Not all threats to wi-fi networks are so advanced in their nature. One of the most serious consequences of a compromised network is that it will become unavailable, and hence damage the user’s productivity and interaction with clients.
It might surprise some organisations, however, to find they are actively inviting onto their premises the very technology likely to take their network down. Its location? The kitchen.
“A microwave oven can interfere with the ability to get your wireless connection properly,” Vizstone’s Soares says. “But it is not the type of thing you think of when you think of a denial of service attack.”
Unfortunately both microwave ovens and wi-fi operate on the same frequency: 2.4 GHz. Hence Soares says when designing a network for clients her team will pay close attention to the layout of the area to be covered, creating a heat map and ensuring that it can traverse difficult areas such as lift cores and kitchens, while not leaking too much signal to the outside world.
“If you walk away from that building and can still see their wireless network, that is a security threat,” Soares says.
Vizstone takes a lot of effort to fine-tune the wireless so that, as much as possible, it is only visible within the company itself.

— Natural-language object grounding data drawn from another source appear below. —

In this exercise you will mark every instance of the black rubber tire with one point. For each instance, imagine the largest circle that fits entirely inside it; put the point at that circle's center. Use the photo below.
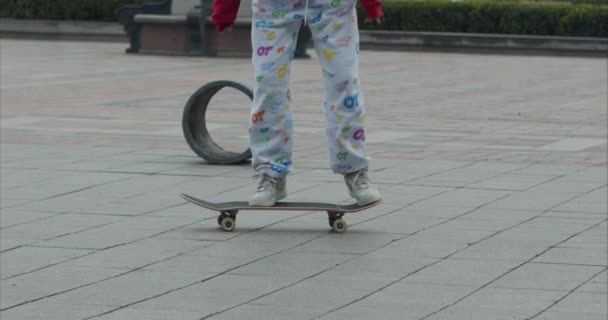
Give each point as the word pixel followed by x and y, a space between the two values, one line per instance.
pixel 195 127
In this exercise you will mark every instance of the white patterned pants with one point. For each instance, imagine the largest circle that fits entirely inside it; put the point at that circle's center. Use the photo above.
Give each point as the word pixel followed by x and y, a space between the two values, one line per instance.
pixel 335 33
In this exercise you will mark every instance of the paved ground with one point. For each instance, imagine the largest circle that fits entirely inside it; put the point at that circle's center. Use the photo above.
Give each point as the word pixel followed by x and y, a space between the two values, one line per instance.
pixel 493 170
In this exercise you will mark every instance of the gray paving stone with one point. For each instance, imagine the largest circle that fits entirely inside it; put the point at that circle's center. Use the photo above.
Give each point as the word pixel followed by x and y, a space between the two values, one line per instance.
pixel 596 257
pixel 499 252
pixel 565 315
pixel 53 280
pixel 293 264
pixel 322 297
pixel 595 238
pixel 542 232
pixel 132 313
pixel 511 181
pixel 138 254
pixel 366 273
pixel 598 284
pixel 210 296
pixel 532 200
pixel 348 243
pixel 543 276
pixel 11 243
pixel 401 301
pixel 127 289
pixel 485 213
pixel 495 304
pixel 575 215
pixel 422 246
pixel 49 311
pixel 257 311
pixel 583 302
pixel 27 259
pixel 102 237
pixel 59 226
pixel 10 217
pixel 461 272
pixel 64 185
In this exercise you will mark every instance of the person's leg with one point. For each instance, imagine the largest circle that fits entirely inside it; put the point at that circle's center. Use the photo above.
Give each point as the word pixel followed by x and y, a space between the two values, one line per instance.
pixel 304 37
pixel 274 34
pixel 336 37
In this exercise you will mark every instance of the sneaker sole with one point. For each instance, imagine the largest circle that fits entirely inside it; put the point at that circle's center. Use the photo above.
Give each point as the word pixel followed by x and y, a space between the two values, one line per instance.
pixel 365 201
pixel 268 202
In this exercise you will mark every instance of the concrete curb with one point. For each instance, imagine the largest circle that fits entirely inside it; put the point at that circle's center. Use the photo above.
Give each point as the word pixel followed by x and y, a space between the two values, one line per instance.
pixel 62 30
pixel 370 39
pixel 500 43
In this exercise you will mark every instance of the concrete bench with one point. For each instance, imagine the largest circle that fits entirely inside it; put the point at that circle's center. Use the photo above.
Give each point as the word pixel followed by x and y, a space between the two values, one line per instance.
pixel 162 27
pixel 184 27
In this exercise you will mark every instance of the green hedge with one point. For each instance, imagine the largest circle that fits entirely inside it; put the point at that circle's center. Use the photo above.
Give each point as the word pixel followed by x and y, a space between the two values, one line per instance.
pixel 62 9
pixel 480 16
pixel 505 17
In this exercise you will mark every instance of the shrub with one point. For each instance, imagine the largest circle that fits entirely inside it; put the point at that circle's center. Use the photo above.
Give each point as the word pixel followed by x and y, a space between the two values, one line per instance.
pixel 491 16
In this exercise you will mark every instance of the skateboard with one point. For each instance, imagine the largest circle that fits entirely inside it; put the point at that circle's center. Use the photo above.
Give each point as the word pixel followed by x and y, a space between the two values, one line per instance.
pixel 229 210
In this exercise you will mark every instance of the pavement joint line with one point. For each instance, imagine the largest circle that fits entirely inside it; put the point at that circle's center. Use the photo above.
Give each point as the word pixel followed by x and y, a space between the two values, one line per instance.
pixel 456 252
pixel 566 295
pixel 102 249
pixel 509 271
pixel 214 276
pixel 108 278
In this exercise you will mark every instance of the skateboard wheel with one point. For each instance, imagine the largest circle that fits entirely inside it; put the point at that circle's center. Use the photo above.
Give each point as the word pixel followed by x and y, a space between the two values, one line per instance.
pixel 227 223
pixel 339 225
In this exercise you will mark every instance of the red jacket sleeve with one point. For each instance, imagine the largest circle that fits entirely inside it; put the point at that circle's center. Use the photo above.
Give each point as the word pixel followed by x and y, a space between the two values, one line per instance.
pixel 224 13
pixel 372 8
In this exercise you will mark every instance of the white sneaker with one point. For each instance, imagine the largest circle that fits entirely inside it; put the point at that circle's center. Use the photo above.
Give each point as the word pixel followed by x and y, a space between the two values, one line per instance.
pixel 360 188
pixel 270 190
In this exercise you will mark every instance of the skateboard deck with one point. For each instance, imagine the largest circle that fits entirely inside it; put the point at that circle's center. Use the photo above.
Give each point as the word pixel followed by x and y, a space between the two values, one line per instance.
pixel 229 210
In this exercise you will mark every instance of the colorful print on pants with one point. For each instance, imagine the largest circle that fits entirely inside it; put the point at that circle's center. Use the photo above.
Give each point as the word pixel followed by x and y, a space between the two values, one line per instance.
pixel 335 32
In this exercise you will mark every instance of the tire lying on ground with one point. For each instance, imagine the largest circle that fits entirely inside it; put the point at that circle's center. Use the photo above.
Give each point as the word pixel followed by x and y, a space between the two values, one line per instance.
pixel 195 127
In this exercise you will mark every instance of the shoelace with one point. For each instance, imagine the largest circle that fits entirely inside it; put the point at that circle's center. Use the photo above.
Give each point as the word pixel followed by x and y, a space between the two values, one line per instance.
pixel 361 179
pixel 266 181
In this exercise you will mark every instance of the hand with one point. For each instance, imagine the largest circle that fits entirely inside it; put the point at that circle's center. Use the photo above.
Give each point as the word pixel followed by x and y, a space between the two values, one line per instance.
pixel 373 20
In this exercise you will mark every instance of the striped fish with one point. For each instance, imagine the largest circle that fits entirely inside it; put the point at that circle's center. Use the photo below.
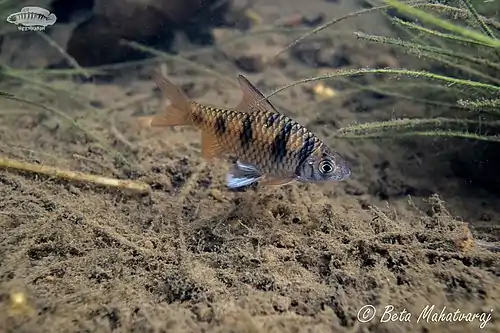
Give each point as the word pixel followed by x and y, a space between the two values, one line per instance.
pixel 32 16
pixel 271 148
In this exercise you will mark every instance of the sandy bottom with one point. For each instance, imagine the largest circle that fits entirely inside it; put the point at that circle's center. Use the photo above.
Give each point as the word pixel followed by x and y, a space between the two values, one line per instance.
pixel 192 256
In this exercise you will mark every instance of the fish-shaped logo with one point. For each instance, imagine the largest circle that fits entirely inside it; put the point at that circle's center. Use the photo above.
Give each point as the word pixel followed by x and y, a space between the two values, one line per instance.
pixel 271 148
pixel 32 18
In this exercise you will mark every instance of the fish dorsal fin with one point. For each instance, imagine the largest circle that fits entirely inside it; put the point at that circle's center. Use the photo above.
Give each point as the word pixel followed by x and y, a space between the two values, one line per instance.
pixel 37 10
pixel 252 98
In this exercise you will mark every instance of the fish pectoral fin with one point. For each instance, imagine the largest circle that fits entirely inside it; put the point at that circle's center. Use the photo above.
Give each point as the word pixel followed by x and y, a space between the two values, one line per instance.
pixel 242 174
pixel 252 98
pixel 210 145
pixel 278 181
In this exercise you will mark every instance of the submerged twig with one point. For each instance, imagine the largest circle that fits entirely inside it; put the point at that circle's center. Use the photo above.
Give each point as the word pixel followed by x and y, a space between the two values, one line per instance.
pixel 73 175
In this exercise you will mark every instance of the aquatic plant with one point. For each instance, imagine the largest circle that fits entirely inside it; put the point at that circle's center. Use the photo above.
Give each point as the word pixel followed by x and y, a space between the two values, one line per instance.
pixel 448 34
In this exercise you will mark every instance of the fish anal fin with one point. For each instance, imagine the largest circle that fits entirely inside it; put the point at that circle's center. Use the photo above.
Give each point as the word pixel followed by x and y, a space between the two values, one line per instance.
pixel 278 181
pixel 210 145
pixel 253 99
pixel 242 174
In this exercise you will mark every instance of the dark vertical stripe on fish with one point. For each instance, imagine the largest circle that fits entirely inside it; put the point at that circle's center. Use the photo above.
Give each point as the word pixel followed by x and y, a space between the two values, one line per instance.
pixel 246 135
pixel 278 147
pixel 271 119
pixel 306 149
pixel 220 125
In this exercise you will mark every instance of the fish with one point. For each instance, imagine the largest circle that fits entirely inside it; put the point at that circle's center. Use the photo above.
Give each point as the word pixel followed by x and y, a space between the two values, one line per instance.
pixel 32 16
pixel 270 148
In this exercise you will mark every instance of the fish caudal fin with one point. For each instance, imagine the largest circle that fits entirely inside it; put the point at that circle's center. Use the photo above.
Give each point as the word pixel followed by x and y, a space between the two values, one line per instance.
pixel 242 174
pixel 177 113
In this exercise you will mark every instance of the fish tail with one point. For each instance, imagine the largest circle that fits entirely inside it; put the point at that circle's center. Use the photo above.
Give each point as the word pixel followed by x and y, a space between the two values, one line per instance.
pixel 177 113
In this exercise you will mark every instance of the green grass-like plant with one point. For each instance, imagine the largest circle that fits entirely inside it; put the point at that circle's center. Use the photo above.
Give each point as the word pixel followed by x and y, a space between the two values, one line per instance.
pixel 453 35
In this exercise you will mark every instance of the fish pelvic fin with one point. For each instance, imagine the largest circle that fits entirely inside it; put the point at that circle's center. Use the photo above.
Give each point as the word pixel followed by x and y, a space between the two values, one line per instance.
pixel 242 174
pixel 252 99
pixel 177 113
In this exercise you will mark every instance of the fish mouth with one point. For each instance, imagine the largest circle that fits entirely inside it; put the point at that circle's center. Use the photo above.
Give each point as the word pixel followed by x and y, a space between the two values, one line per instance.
pixel 343 172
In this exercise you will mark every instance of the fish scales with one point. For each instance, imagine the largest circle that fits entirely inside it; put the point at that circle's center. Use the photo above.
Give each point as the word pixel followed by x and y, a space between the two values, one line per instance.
pixel 270 147
pixel 273 142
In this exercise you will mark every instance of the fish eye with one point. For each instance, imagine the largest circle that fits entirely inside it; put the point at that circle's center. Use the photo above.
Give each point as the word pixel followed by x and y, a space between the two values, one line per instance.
pixel 326 167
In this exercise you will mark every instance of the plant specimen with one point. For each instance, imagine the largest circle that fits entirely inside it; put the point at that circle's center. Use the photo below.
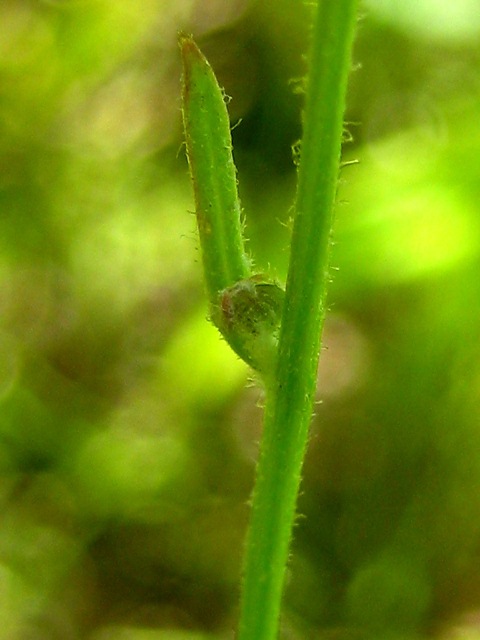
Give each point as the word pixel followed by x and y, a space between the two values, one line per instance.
pixel 276 331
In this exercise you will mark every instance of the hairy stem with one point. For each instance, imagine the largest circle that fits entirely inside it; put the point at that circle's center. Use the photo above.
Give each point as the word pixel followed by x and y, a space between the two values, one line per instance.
pixel 290 399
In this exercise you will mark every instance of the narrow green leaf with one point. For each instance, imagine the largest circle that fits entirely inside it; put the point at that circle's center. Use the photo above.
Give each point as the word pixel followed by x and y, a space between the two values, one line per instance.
pixel 213 173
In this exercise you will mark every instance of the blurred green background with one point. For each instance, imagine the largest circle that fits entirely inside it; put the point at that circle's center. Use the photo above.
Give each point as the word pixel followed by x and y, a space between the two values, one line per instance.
pixel 128 432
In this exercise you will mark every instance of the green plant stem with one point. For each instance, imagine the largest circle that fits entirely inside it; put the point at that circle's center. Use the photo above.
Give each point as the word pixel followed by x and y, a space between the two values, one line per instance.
pixel 213 173
pixel 289 401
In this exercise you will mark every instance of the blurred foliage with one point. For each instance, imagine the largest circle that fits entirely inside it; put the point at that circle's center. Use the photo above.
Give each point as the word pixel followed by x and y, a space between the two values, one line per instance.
pixel 127 431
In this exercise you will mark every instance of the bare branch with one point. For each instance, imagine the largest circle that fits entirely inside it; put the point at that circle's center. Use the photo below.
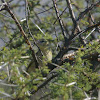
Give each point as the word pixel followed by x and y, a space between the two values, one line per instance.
pixel 22 32
pixel 59 19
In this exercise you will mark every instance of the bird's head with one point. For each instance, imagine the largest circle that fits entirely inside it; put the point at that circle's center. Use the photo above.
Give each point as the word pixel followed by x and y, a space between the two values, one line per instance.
pixel 43 44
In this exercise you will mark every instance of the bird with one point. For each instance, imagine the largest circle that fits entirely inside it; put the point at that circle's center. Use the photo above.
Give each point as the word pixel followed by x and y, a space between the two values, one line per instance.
pixel 44 56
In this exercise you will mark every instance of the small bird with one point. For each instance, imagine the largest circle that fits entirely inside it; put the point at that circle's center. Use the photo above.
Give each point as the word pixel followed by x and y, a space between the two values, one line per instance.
pixel 44 55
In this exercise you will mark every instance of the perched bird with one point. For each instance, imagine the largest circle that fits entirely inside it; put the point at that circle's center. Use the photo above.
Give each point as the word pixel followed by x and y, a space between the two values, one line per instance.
pixel 44 55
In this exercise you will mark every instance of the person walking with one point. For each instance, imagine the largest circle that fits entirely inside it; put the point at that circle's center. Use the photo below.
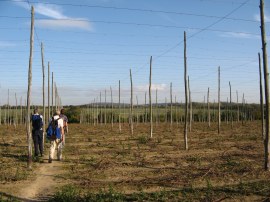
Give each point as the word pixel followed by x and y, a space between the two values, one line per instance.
pixel 56 143
pixel 65 120
pixel 37 132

“When we come to wireless we just have to be far more rigid around the security aspects that we bring in to it,” Soares says. “So authenticating every device, authenticating every user, ensuring that we are using the highest security parameter that we possibly can when implementing the wireless networks themselves.
“It is different types of issues you are dealing with, which means that you have to come at in with a slightly different way of thinking.”